ANDERSON — When the discussion at the Anderson Rotary Club’s weekly meetings turned to the group’s annual service project, members quickly began to focus on something centered on literacy.
“(United Way Born Learning Coordinator) Lynn Silvey had for a long time a list of ideas that we would love to do if we ever had the money and the manpower,” said Nancy Vaughan, president of the United Way of Madison County. “One of them was the Little Free Libraries. We always thought it would be nice to do them and have them in strategic locations (around the city).”
Vaughan was asked to chair a committee that would use approximately $4,700 in local funds – along with matching funds from the Central Indiana District of Rotary Clubs – to create Free Library boxes to be placed at six locations. The Herald Bulletin donated old newspaper vending machine boxes, which were redesigned and painted by Rebeka Joyce, a student at Anderson University.
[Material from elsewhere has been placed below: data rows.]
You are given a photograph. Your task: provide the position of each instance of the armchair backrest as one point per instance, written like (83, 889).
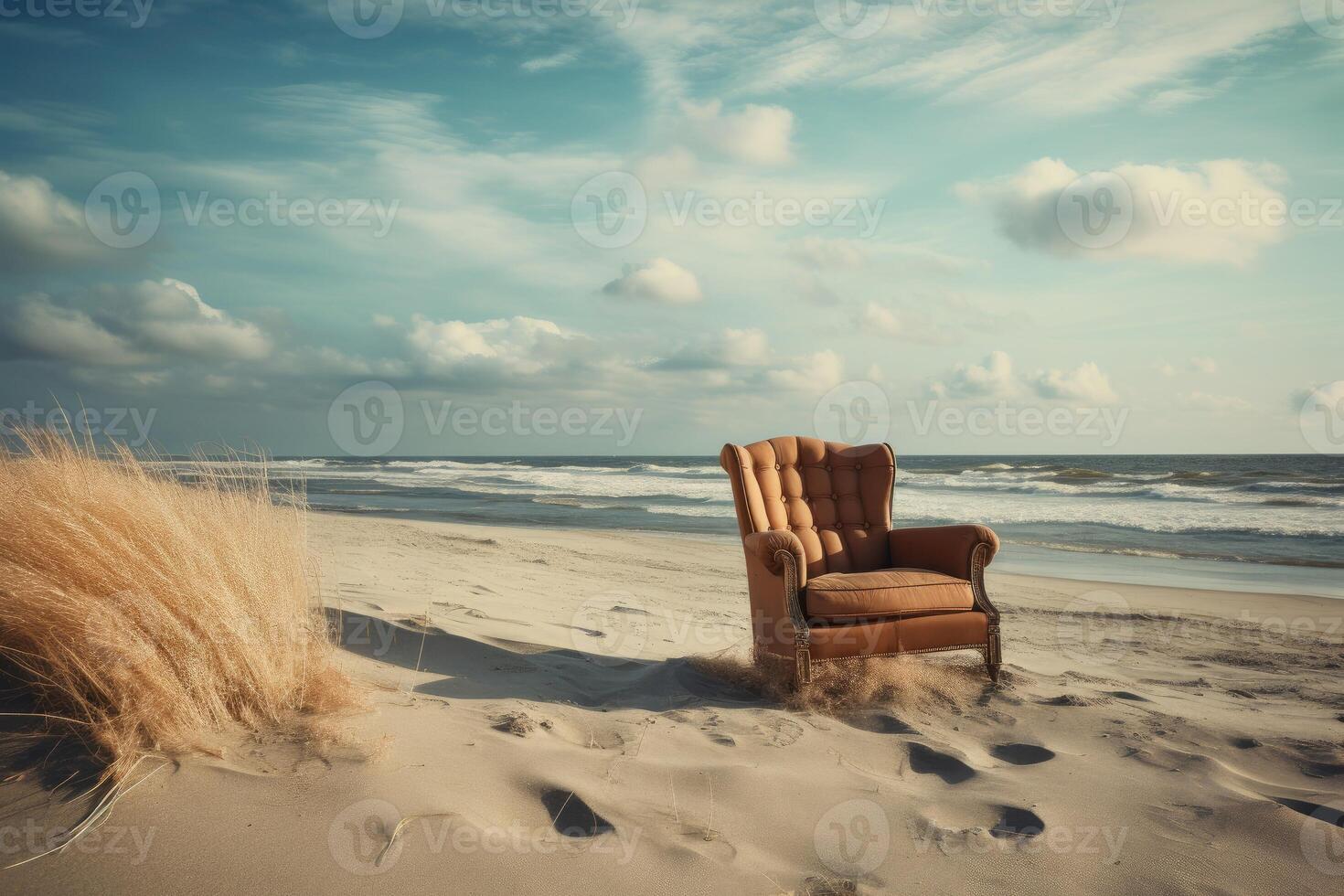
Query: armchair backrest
(835, 497)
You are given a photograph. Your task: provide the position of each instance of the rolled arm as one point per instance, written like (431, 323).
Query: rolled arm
(944, 549)
(766, 547)
(963, 551)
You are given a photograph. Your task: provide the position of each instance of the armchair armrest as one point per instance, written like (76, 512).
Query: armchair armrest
(780, 552)
(766, 547)
(944, 549)
(963, 551)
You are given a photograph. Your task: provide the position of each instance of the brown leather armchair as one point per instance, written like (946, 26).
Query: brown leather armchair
(829, 578)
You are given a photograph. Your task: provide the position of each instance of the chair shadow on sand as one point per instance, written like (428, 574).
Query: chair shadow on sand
(496, 669)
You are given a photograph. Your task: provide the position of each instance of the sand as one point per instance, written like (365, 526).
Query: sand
(1143, 741)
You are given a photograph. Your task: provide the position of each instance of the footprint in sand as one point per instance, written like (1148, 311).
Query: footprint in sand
(1331, 815)
(882, 723)
(1070, 700)
(778, 731)
(571, 816)
(1018, 822)
(1021, 753)
(926, 761)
The Rotary Club also bought hundreds of children’s and adult books to fill the six boxes, which committee members said were carefully chosen.
“We wanted to pick communities where kids didn’t have a lot of access to make it to the library,” said Thonja Nicholson, facilities manager at the Flagship Enterprise Center, Rotary secretary and a member of the committee. “We chose specific parks and locations where we thought the most need would be, where we knew there were kids around in the neighborhood.”
The six sites are registered with the national Little Free Library organization. Vaughan said Rotary members plan to check the locations weekly to make sure the boxes remain well-stocked. She added that there are currently no plans for additional boxes. The remainder of the funds, she said, would be used to purchase additional books.
Books that are placed in the boxes include a Rotary bookmark with a QR code that scans to the Rotary’s YouTube channel, where members can be found reading additional children’s books aloud. But committee members said they were also mindful that some families may not have access to the technology, which they acknowledge is another benefit of the boxes.
“One thing that we were cognizant of is not every child has access to some of the technology advantages that are becoming prevalent in our society,” said Clayton Whitson, president and CEO of the Madison County Chamber of Commerce, who also served on the committee. “We want to make sure every child has a chance to read.”